Side Notes on the attack on Euler Finance
Recall that Euler Finance suffered the exploitation last Monday. The alarm was first raised by Certik, a blockchain security firm. In its report, Certik claimed the lending protocol lost 8.87 million $DAI, 34 million $USDC and about 85.8k $stETH to the attack. This thus amounts to a total of $197 million in worth. ZachXBT also gave its report about the exploitation. The on-chain sleuth identified black hats as the brain behind the exploitation. According to ZachXBT, the nature of the attack and the way in which the funds were siphoned was very similar to the attack inflicted on a BSC-based platform last month. Worthy of note that black hats allegedly carried out the attack on the BSC-based platform. As reported, the identified attacker also transferred the funds from the network to Tornado Cash.
But, this attack on Euler Finance raises questions about the efficiency of the Sherlock security mechanism running on the protocol’s network. Recall that the Euler Finance had earlier partnered Sherlock, a risk management protocol to advance the security of its network. As part of the terms of the partnership, Sherlock carried out an audit on the smart contracts of the platform. Now, the Monday attack proves the protocol still has a lot of work to do in securing its network.
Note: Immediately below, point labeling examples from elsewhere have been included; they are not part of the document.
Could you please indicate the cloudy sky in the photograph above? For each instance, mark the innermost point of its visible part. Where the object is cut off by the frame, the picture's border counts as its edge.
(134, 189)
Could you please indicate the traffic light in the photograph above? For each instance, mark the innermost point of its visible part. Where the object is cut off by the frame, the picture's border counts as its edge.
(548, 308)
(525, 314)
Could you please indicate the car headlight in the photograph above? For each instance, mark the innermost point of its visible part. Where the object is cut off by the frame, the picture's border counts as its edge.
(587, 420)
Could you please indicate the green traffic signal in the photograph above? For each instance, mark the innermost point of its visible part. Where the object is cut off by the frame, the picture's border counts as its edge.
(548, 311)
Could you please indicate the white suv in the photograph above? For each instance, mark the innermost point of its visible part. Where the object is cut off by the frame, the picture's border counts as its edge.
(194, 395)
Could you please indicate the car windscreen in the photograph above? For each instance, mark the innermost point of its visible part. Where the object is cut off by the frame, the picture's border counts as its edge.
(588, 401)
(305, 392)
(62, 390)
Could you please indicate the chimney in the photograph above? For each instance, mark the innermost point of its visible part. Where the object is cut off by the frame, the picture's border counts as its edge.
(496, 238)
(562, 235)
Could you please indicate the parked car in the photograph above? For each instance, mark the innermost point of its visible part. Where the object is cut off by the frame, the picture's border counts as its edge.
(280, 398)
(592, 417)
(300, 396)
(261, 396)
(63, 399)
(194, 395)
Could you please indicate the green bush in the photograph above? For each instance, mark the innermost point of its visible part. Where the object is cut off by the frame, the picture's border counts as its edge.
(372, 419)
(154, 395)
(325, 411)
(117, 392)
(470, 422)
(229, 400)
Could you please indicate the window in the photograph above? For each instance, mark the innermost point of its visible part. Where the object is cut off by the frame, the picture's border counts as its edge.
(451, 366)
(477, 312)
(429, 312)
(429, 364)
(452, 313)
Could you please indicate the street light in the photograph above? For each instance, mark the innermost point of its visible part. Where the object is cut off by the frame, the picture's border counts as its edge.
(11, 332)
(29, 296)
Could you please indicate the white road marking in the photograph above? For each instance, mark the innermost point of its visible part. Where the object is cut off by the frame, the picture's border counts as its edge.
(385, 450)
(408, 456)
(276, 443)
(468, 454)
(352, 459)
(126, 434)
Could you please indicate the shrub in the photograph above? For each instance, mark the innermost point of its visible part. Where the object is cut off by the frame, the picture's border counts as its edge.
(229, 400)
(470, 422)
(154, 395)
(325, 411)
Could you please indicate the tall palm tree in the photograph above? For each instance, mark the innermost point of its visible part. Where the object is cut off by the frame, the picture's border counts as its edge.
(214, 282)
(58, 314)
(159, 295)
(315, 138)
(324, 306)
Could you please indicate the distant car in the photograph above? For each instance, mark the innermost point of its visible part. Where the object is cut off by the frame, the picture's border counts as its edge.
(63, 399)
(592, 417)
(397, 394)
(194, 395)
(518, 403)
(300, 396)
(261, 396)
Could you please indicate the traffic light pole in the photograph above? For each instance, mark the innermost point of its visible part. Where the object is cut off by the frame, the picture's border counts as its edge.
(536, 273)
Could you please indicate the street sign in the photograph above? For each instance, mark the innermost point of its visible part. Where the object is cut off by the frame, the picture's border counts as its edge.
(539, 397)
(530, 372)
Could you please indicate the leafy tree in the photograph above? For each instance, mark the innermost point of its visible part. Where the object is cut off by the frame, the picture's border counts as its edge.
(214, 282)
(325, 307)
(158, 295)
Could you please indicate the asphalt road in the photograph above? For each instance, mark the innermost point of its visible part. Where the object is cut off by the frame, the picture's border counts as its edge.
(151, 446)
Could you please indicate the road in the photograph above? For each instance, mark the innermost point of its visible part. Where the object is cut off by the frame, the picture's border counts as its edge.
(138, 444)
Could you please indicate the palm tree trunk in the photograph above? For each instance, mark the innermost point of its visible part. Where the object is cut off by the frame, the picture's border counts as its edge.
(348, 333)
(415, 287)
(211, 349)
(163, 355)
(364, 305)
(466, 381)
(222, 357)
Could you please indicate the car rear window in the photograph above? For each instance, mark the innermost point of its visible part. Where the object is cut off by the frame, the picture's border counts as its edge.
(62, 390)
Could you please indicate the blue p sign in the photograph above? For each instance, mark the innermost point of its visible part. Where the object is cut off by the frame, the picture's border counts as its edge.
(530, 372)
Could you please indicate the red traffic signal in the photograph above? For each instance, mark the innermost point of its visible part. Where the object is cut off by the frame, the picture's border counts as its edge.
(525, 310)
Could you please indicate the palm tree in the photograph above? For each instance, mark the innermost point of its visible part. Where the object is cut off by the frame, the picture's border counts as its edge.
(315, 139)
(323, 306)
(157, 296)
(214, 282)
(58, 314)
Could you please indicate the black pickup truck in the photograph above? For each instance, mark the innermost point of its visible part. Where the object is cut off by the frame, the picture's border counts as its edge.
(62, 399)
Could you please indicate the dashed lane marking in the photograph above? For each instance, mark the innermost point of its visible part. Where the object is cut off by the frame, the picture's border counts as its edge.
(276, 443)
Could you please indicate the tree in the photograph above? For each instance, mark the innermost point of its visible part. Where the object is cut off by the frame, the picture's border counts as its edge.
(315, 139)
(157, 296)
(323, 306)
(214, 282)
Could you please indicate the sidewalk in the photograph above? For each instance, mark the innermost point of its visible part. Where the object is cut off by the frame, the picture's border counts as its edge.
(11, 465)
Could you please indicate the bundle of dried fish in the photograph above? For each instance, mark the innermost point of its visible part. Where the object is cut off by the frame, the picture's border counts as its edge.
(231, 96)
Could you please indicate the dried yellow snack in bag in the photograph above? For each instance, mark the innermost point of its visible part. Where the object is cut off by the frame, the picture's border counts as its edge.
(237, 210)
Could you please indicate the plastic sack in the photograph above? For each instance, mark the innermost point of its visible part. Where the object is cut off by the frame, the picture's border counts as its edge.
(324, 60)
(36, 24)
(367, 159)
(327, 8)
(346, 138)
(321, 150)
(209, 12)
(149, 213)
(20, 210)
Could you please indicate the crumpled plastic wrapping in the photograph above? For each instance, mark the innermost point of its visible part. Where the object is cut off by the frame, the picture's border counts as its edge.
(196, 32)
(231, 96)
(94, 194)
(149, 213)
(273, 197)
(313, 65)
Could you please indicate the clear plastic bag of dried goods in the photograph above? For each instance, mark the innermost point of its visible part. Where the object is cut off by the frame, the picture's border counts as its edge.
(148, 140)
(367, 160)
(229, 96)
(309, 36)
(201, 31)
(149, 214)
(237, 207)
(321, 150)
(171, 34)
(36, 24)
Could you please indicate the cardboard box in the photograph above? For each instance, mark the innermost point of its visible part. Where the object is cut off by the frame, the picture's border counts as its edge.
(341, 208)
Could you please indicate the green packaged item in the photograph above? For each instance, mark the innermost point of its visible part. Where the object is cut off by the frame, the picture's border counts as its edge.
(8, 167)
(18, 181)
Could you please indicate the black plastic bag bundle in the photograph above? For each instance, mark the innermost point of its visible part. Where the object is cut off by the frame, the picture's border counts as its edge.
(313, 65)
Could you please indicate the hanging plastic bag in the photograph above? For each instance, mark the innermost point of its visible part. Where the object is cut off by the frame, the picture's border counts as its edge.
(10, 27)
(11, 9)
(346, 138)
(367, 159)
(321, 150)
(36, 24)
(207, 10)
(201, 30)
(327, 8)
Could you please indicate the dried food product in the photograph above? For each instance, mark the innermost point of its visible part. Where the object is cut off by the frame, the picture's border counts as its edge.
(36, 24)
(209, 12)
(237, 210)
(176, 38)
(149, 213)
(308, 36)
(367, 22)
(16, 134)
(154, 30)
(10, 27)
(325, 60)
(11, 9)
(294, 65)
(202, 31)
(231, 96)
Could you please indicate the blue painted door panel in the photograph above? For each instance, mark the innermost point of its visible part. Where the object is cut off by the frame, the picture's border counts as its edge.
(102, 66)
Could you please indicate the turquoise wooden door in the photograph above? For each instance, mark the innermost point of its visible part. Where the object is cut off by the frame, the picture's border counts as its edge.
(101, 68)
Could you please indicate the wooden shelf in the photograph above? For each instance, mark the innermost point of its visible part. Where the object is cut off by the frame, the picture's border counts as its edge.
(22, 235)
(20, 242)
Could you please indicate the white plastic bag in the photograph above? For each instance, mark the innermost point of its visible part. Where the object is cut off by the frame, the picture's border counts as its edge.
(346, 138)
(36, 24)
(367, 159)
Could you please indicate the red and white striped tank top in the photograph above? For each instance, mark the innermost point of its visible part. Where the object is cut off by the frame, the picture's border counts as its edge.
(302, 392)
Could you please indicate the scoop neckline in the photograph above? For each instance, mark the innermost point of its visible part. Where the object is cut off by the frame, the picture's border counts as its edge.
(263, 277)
Rising exploitations in the crypto sphere
Regrettably, crypto exploitations have been on the rise since the beginning of the year. Just a few weeks ago, Hedera, an open-source protocol suffered an exploitation on its Smart Contract Service Code. Reportedly, the attack led to the loss from its liquidity pool tokens. More so, LaunchZone, a non-custodial crypto firm endured the same fate on the BNB chain. The exploitation led to the loss of over $700,000 loss of assets. But certainly, the attack on Euler Finance is still the biggest exploitation that have greeted a DeFi project in 2023.